9. Le Gouvernement s’oppose à cette thèse.
10. La période à considérer a débuté le 31 janvier 1985 et la procédure était encore pendante au 17 octobre 2001.
11. Elle avait à cette date duré plus de seize ans et huit mois.
12. La Cour rappelle avoir constaté dans de nombreux arrêts (voir, par exemple, Bottazzi c. Italie [GC], n° 34884/97, § 22, CEDH 1999-V) l’existence en Italie d’une pratique contraire à la Convention résultant d’une accumulation de manquements à l’exigence du « délai raisonnable ». Dans la mesure où la Cour constate un tel manquement, cette accumulation constitue une circonstance aggravante de la violation de l’article 6 § 1.
13. Ayant examiné les faits de la cause à la lumière des arguments des parties et compte tenu de sa jurisprudence en la matière, la Cour estime que la durée de la procédure litigieuse ne répond pas à l’exigence du « délai raisonnable » et qu’il y a là encore une manifestation de la pratique précitée.

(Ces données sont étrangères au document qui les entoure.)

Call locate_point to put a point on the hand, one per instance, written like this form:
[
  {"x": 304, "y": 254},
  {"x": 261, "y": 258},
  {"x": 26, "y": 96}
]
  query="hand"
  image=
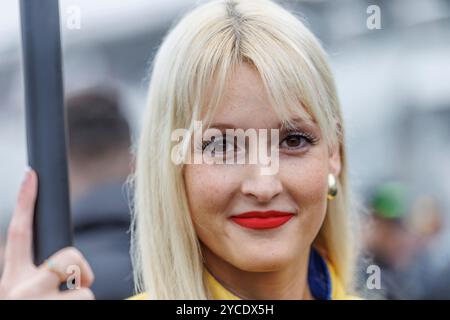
[{"x": 21, "y": 278}]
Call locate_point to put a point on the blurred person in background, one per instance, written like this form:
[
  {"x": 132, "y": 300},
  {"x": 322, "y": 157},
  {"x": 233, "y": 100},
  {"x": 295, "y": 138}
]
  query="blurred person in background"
[
  {"x": 99, "y": 164},
  {"x": 398, "y": 238}
]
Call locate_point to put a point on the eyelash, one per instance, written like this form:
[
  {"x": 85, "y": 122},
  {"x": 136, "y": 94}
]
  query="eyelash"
[{"x": 310, "y": 138}]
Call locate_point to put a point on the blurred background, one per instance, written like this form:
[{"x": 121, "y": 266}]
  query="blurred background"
[{"x": 394, "y": 86}]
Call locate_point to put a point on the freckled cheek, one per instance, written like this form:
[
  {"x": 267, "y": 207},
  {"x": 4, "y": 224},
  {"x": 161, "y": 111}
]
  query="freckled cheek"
[
  {"x": 305, "y": 180},
  {"x": 209, "y": 190}
]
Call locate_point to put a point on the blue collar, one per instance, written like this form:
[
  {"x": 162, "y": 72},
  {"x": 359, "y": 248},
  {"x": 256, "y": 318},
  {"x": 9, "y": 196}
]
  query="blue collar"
[{"x": 319, "y": 279}]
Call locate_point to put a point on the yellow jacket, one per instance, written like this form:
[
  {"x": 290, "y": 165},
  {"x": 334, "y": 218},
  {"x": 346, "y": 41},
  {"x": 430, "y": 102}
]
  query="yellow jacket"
[{"x": 322, "y": 279}]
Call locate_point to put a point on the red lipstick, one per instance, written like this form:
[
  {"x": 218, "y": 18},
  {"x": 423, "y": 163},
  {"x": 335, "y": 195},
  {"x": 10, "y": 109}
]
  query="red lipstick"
[{"x": 262, "y": 219}]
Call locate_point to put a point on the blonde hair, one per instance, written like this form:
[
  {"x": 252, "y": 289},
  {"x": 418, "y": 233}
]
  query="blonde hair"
[{"x": 189, "y": 77}]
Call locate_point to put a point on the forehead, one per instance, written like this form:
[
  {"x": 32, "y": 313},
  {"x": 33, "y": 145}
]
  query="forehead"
[{"x": 246, "y": 103}]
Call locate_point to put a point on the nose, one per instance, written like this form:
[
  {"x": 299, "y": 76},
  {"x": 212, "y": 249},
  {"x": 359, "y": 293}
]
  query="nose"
[{"x": 262, "y": 188}]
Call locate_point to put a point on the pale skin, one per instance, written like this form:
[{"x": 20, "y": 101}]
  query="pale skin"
[
  {"x": 21, "y": 278},
  {"x": 253, "y": 264},
  {"x": 271, "y": 263}
]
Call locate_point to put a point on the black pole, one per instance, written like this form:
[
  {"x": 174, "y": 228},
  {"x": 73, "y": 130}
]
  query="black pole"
[{"x": 46, "y": 124}]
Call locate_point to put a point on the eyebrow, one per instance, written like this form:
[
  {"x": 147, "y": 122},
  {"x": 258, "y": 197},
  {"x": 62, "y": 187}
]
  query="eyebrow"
[{"x": 281, "y": 126}]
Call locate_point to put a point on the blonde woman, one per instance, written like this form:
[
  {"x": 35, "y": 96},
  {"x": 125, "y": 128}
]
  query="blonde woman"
[{"x": 211, "y": 230}]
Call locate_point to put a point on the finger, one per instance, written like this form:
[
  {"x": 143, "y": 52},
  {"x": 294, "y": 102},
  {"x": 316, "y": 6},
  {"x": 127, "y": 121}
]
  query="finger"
[
  {"x": 19, "y": 245},
  {"x": 67, "y": 262},
  {"x": 75, "y": 294}
]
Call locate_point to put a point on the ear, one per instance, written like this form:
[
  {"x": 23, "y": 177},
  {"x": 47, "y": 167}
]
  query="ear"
[{"x": 334, "y": 160}]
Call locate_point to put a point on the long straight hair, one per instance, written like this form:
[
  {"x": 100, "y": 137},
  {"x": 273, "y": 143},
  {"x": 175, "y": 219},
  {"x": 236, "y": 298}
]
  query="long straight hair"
[{"x": 189, "y": 76}]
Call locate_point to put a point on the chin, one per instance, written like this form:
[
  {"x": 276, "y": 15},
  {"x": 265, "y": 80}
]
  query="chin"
[{"x": 263, "y": 260}]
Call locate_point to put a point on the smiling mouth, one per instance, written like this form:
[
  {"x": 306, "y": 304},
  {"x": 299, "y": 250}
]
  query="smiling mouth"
[{"x": 262, "y": 219}]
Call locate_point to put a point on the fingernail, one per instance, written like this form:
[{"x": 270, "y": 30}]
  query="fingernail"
[{"x": 26, "y": 172}]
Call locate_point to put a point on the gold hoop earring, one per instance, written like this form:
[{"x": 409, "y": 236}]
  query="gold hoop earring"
[{"x": 332, "y": 187}]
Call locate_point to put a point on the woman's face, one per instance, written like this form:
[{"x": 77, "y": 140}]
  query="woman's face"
[{"x": 219, "y": 193}]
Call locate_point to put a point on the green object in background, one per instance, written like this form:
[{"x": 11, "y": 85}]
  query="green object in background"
[{"x": 390, "y": 201}]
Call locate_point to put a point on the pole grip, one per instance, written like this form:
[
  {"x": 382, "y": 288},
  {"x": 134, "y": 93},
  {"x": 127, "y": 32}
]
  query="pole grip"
[{"x": 46, "y": 125}]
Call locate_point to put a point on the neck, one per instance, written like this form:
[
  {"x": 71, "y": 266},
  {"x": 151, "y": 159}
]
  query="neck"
[{"x": 290, "y": 282}]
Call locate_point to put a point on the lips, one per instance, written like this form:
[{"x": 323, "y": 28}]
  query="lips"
[{"x": 262, "y": 219}]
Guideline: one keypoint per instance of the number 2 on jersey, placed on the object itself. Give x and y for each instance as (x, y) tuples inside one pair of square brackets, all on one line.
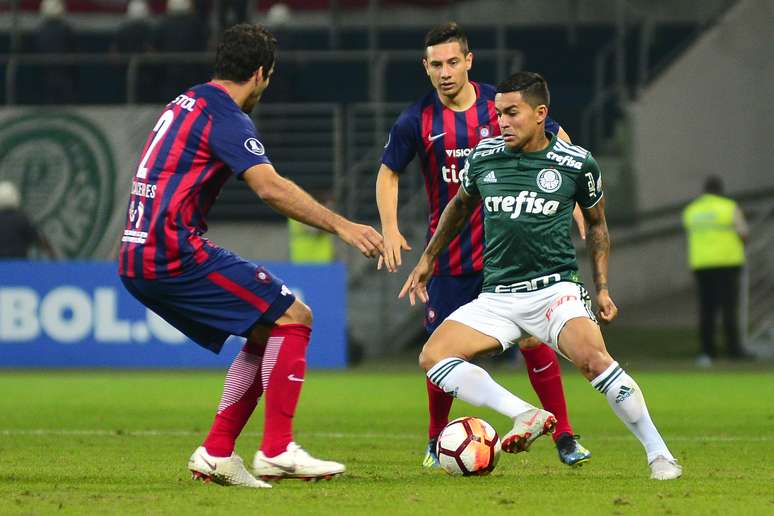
[(162, 126)]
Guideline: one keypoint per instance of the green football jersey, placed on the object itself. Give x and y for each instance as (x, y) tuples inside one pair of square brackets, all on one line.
[(528, 199)]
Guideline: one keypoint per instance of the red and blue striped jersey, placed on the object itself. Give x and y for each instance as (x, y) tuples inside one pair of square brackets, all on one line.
[(198, 142), (443, 138)]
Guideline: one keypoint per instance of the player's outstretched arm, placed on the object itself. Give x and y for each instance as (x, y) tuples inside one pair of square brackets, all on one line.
[(577, 214), (453, 219), (387, 201), (292, 201), (598, 244)]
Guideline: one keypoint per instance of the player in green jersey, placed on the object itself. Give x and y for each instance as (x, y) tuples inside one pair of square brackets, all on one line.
[(529, 182)]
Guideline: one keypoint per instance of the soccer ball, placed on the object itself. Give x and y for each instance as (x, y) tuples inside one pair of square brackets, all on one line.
[(468, 446)]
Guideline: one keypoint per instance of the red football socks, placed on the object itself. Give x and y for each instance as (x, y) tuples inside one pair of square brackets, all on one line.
[(545, 376), (240, 396), (284, 364), (439, 404)]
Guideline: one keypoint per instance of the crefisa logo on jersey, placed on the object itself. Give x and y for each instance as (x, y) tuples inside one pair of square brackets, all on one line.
[(549, 180), (254, 146)]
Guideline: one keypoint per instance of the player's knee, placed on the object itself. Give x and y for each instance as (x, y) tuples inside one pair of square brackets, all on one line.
[(529, 343), (299, 313), (594, 363), (428, 357)]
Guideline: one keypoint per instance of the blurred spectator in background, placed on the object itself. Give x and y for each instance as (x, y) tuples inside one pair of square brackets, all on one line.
[(135, 36), (17, 233), (180, 30), (55, 35), (309, 244), (231, 12), (716, 231), (284, 86)]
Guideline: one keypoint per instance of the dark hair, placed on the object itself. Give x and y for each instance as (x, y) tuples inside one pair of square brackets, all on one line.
[(714, 185), (445, 33), (532, 86), (242, 50)]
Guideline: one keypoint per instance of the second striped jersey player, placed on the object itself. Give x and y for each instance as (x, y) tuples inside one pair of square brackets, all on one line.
[(441, 129)]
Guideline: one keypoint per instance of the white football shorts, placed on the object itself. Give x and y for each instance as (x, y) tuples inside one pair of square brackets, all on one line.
[(542, 313)]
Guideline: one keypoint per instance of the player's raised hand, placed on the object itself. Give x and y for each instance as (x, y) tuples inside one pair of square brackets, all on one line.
[(394, 242), (607, 309), (363, 237), (416, 284)]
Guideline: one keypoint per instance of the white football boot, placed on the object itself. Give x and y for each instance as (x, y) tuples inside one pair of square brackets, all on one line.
[(662, 468), (527, 427), (294, 462), (226, 471)]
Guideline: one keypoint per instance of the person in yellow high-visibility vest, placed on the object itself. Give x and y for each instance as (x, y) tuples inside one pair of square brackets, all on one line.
[(716, 230)]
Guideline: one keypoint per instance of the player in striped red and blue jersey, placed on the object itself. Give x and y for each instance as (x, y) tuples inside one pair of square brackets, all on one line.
[(441, 129), (201, 139)]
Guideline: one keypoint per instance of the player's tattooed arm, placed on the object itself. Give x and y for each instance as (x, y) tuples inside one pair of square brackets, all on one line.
[(598, 245), (453, 220)]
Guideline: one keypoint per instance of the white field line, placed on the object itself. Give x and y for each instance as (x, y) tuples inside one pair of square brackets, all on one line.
[(330, 435)]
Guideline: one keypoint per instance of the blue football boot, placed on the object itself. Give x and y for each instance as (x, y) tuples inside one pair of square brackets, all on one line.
[(431, 455), (571, 452)]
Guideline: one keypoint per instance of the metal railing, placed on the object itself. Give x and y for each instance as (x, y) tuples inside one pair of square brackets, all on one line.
[(376, 63)]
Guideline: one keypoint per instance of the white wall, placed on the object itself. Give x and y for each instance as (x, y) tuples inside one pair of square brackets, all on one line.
[(710, 112)]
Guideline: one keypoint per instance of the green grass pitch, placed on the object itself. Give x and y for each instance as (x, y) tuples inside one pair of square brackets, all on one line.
[(117, 443)]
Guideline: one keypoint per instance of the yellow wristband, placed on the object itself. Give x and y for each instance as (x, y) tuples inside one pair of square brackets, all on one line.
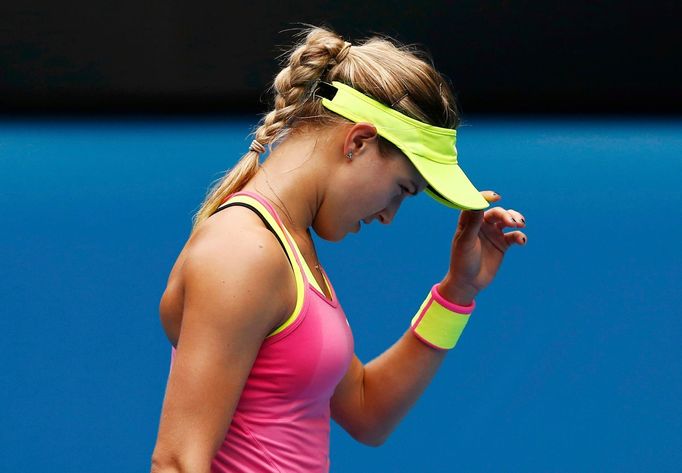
[(439, 322)]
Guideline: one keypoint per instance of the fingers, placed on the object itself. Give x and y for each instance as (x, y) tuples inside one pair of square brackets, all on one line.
[(515, 238), (504, 218), (491, 196)]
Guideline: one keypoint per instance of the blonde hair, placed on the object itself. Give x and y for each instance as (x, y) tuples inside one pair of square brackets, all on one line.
[(401, 76)]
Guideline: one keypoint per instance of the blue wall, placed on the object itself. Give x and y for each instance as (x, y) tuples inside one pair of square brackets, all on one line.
[(571, 362)]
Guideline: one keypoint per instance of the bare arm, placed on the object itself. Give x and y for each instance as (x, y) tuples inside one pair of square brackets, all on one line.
[(238, 288), (370, 400)]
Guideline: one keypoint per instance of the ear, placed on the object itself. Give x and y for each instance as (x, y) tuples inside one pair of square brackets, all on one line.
[(359, 137)]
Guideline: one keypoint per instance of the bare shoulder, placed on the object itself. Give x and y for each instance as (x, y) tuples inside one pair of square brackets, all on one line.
[(237, 286), (234, 265)]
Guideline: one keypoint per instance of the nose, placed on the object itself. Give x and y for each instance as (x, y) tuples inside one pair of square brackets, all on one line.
[(387, 215)]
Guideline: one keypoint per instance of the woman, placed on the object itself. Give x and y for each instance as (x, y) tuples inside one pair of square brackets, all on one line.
[(263, 354)]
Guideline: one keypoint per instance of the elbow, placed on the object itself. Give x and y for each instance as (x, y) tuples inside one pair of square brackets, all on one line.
[(370, 437), (175, 464)]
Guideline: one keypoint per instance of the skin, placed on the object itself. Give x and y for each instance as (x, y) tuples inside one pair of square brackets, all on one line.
[(226, 302)]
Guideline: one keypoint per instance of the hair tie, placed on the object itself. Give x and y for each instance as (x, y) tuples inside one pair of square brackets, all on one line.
[(343, 53), (257, 147)]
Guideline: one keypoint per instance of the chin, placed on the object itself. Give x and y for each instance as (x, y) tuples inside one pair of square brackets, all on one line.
[(329, 234)]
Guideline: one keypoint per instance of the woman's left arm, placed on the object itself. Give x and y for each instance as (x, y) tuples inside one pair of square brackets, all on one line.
[(370, 400)]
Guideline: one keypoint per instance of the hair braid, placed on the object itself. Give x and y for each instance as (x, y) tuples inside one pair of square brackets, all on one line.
[(400, 76)]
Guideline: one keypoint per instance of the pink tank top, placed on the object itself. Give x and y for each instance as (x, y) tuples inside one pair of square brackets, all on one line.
[(282, 421)]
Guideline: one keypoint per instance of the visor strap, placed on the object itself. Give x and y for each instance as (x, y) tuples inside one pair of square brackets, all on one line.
[(438, 323)]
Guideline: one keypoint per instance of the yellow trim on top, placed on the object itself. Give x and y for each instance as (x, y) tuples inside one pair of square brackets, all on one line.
[(300, 283)]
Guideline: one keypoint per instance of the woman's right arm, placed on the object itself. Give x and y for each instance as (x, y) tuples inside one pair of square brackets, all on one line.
[(238, 286)]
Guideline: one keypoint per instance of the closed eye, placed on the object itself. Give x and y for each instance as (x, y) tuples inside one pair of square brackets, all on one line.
[(407, 191)]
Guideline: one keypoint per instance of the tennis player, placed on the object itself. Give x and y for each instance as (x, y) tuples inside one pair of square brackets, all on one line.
[(262, 353)]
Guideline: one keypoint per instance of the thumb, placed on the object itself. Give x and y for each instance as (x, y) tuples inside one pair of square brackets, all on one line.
[(469, 224)]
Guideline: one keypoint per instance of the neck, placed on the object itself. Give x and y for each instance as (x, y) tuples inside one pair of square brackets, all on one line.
[(293, 179)]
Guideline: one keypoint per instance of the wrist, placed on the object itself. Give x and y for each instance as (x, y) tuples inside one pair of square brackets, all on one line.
[(439, 322), (456, 293)]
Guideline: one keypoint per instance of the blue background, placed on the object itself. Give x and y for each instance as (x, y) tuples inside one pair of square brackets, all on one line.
[(571, 362)]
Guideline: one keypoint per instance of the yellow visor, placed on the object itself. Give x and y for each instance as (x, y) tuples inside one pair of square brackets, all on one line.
[(430, 148)]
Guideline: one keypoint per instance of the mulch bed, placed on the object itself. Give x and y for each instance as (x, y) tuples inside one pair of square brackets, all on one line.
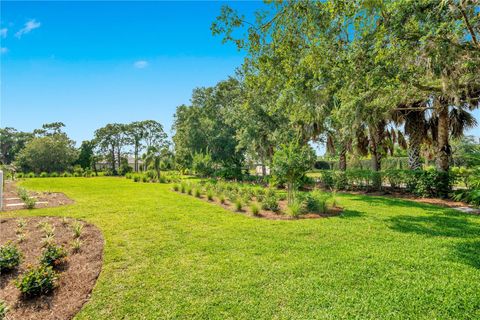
[(77, 276), (446, 203), (52, 199), (270, 215)]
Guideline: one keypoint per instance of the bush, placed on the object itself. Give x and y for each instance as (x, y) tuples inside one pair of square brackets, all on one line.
[(53, 255), (36, 281), (255, 209), (315, 202), (10, 257), (270, 201), (3, 310)]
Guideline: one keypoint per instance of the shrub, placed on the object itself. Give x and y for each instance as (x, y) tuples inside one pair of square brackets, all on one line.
[(53, 255), (76, 245), (197, 193), (3, 310), (270, 201), (210, 195), (315, 202), (36, 281), (77, 229), (238, 204), (295, 209), (10, 257), (255, 209)]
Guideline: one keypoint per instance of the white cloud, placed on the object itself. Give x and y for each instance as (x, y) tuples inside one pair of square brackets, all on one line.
[(140, 64), (29, 26)]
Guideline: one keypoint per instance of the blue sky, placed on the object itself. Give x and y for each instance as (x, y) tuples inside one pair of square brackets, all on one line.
[(92, 63)]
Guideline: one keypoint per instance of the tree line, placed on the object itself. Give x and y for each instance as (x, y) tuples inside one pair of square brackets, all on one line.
[(49, 149), (363, 77)]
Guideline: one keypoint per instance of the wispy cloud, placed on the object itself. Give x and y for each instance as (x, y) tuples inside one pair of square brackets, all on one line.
[(140, 64), (29, 26)]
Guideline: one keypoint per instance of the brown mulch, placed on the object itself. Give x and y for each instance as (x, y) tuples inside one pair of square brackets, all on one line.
[(446, 203), (77, 276), (270, 215), (53, 199)]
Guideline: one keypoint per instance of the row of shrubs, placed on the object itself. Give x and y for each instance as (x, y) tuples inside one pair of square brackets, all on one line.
[(43, 278), (424, 183), (255, 197), (86, 173)]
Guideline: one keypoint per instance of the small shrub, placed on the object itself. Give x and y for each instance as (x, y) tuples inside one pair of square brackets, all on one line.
[(255, 209), (221, 198), (3, 310), (30, 203), (77, 229), (36, 281), (53, 255), (295, 209), (210, 195), (238, 205), (10, 257), (76, 245), (197, 193)]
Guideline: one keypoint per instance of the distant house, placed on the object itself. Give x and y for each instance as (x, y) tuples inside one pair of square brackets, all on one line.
[(102, 165), (259, 170)]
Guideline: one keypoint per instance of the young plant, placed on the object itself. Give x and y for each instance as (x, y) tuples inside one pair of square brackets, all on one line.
[(210, 195), (53, 255), (295, 209), (76, 245), (77, 229), (255, 209), (37, 281), (238, 204), (10, 257)]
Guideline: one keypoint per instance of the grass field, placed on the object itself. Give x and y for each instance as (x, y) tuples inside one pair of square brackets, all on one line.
[(171, 256)]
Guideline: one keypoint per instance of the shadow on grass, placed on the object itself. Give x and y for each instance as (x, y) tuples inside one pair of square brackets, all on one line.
[(351, 214), (403, 203)]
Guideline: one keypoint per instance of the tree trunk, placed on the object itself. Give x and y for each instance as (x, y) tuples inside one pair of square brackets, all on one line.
[(415, 129), (443, 147), (342, 161)]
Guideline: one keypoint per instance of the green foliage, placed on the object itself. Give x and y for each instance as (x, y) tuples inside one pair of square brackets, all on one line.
[(37, 281), (290, 163), (3, 310), (10, 257), (53, 255), (202, 164), (47, 154)]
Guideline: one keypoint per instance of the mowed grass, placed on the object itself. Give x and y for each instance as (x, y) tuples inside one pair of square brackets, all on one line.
[(172, 256)]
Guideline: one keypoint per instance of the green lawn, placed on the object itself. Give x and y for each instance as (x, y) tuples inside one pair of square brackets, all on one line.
[(173, 256)]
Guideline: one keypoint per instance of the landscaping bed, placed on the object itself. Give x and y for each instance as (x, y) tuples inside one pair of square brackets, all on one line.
[(76, 275), (12, 201)]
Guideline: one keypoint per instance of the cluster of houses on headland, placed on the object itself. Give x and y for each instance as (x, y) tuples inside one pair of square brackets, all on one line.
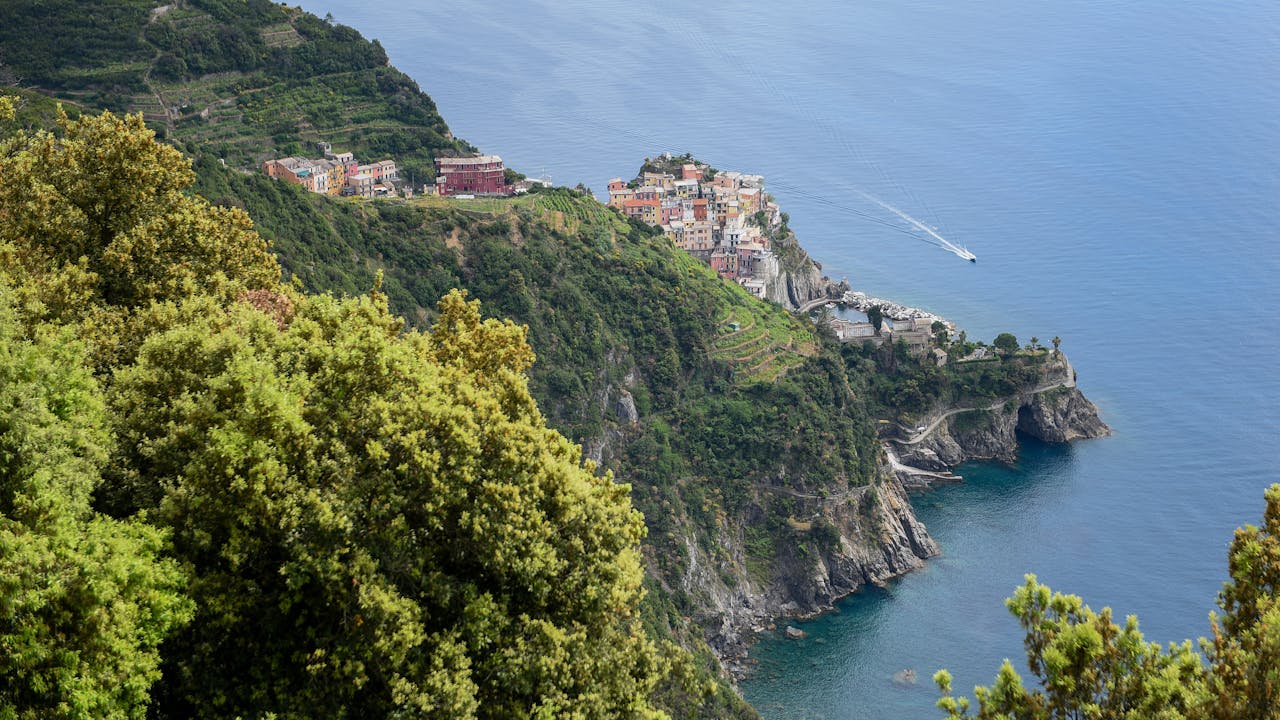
[(721, 218), (337, 173)]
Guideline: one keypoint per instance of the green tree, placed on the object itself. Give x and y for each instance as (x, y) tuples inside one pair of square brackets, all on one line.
[(96, 226), (876, 317), (1088, 666), (379, 523), (1006, 343), (1244, 651), (85, 600)]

Partant, il y a eu violation de l’article 6 § 1.
II. SUR L’APPLICATION DE L’ARTICLE 41 DE LA CONVENTION
14. Aux termes de l’article 41 de la Convention,
« Si la Cour déclare qu’il y a eu violation de la Convention ou de ses Protocoles, et si le droit interne de la Haute Partie contractante ne permet d’effacer qu’imparfaitement les conséquences de cette violation, la Cour accorde à la partie lésée, s’il y a lieu, une satisfaction équitable. »
A. Dommage
15. La requérante n’a présenté aucune demande de réparation au titre des dommages matériel et moral. Partant, la Cour estime qu’il n’y a pas lieu de lui octroyer de somme à ce titre.
B. Frais et dépens
16. La requérante demande également un montant non précisé pour les frais et dépens encourus devant les juridictions internes.
17. Selon la jurisprudence de la Cour, un requérant ne peut obtenir le remboursement de ses frais et dépens que dans la mesure où se trouvent établis leur réalité, leur nécessité et le caractère raisonnable de leur taux (voir, par exemple, l’arrêt Bottazzi précité, § 30). En l’espèce et compte tenu des éléments en sa possession et des critères susmentionnés, la Cour rejette la demande relative aux frais et dépens de la procédure nationale.
PAR CES MOTIFS, LA COUR, À L’UNANIMITÉ,
Dit qu’il y a eu violation de l’article 6 § 1 de la Convention.
Fait en français, puis communiqué par écrit le 11 décembre 2001, en application de l’article 77 §§ 2 et 3 du règlement.